Démarche éthique en établissement médico-social (MAS, FAM, ESAT…)

À la MAS de la Briancière, nous avons consacré une journée entière à une question simple en apparence :
Comment bien agir quand les situations sont complexes ?
En établissement accueillant des personnes en situation de handicap sévère ou de polyhandicap, les dilemmes ne sont pas théoriques.
Ils sont quotidiens.
- Un résident hurle lors de la toilette : faut-il sédater pour apaiser l’équipe, ou chercher le sens de son agitation ?
- Une jeune femme vulnérable débute une relation affective : faut-il protéger, accompagner, encadrer… ou interdire ?
- Une personne refuse des soins indispensables : faut-il respecter le refus, convaincre, insister ?
L’éthique commence précisément là où les réponses ne sont plus évidentes.
Mettre en tension pour penser
Pour ouvrir la réflexion, nous avons travaillé à partir de scénarios concrets, dont le célèbre dilemme du tramway (Philippa Foot).
Face à un choix tragique – sacrifier un pour sauver cinq – les participants ont expérimenté une chose essentielle :
👉 chaque décision protège une valeur… et en sacrifie une autre.
L’éthique n’est pas un confort.
C’est un espace de tension assumée.
Trois grandes traditions pour éclairer nos choix
Nous avons ensuite exploré trois grands courants éthiques :
1️⃣ L’éthique déontologique (Emmanuel Kant)
Agir par devoir, respecter la personne comme une fin en soi, jamais comme un moyen.

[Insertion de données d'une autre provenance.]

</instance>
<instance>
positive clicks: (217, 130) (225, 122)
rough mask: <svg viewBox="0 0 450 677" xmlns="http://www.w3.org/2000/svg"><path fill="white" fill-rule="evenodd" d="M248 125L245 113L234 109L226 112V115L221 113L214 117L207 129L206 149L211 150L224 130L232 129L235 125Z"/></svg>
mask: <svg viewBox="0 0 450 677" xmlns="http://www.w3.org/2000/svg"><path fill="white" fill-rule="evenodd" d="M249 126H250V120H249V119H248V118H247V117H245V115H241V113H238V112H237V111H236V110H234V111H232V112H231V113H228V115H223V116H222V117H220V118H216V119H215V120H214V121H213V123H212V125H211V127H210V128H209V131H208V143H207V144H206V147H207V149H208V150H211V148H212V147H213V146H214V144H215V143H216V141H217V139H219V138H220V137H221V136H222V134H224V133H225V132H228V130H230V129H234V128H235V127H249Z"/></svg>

Dans le contexte du handicap :
Peut-on tranquilliser un résident uniquement pour préserver l’organisation collective ?
2️⃣ L’utilitarisme (Bentham, Mill)
Rechercher la solution qui maximise le bien-être du plus grand nombre.
Logique parfois gestionnaire, mais incontournable lorsque les ressources sont limitées.
3️⃣ L’éthique du care (Gilligan, Tronto)
Se soucier, prendre en charge, donner le soin, être attentif à la réponse de l’autre.
Posture relationnelle, attention fine à la vulnérabilité, à l’interdépendance.
Ces approches ne s’opposent pas.
Elles éclairent différemment nos décisions.
Paul Ricœur : relier règle, conséquence et relation
Avec Paul Ricœur, l’éthique du soin devient une synthèse :
Viser la vie bonne, avec et pour les autres, dans des institutions justes.
La règle (Kant),
la conséquence (utilitarisme),
et la relation (care)
s’articulent dans une responsabilité partagée.
En établissement médico-social, cela signifie :
- reconnaître la dignité inaliénable de la personne,
- prendre des décisions contextualisées,
- croiser les regards,
- accepter l’incertitude,
- réévaluer régulièrement nos choix.
De la théorie à la pratique
La journée ne s’est pas limitée aux concepts.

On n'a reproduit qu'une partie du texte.